The rancid oil specialist studied my blood work and said “Low battery, rancid oil, hmmmmm. I see that you’re also low on Vitamin L. Have you been drinking your beer regularly as your prescriptions require?”

“No,” I said. “I stopped drinking beer when I began to acquire a pot belly. I’ve been drinking water ever since.”

“No, no,” the rancid oil specialist said. “You shouldn’t have stopped drinking beer. That’s what your issue is. Beer ensures that your battery charge is within normal range. And if this happens, then your oil wouldn’t be rancid. I need to give you a beer injection to get your vital signs back to normal.”

He sent me to the radiology lab where I sat for hours in a crowded waiting room. I noted that most of the people who were waiting their turn also required beer injections. One guy turned to me and told me that the lab had run out of beer and had to send technicians to a nearby bar to get some. He had been told by a lab technician that it was an unusually busy day for beer injections. Did that mean that most of the people waiting also had low battery charges and rancid oil? I wondered.

Eventually, my name was called, and I followed a lab technician into a cavernous room that contained an enormous keg of beer with cables and a needle protruding from it. The lab technician said, “It’s your lucky day. We ran out of beer hours ago and no bar we went to had any left. We had to go directly to the distillery.”

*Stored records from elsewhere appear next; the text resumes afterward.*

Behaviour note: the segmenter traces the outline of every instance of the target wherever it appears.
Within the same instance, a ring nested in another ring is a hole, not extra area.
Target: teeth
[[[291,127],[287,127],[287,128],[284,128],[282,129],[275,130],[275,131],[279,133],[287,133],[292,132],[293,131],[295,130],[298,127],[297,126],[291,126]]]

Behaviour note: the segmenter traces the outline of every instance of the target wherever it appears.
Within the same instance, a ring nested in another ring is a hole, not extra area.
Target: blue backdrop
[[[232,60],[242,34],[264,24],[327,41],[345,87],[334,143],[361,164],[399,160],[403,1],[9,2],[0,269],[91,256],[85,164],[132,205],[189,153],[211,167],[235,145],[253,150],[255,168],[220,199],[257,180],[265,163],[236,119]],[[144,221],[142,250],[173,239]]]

He asked me to remove my shirt and smattered alcohol onto the injection site on my arm. He asked me if I wanted lite or regular beer. I asked him if it mattered. He reviewed my work up sheet and said “Sorry, I see that you require lite beer because of your pot belly.”

He then injected me with lite beer which took about a half hour. I could feel the fizzle of the carbonation flowing into my body and began to sing an Irish folk song. When I was all done, the lab technician wished me luck and told me that I would be as good as new in no time.

As it turned out, that wasn’t quite accurate. I had to take six beer injections before I began to feel normal again.

Art Stevens is a long-time columnist for the Sanibel-Captiva Islander. His tongue-in-cheek humor is always offered with a smile.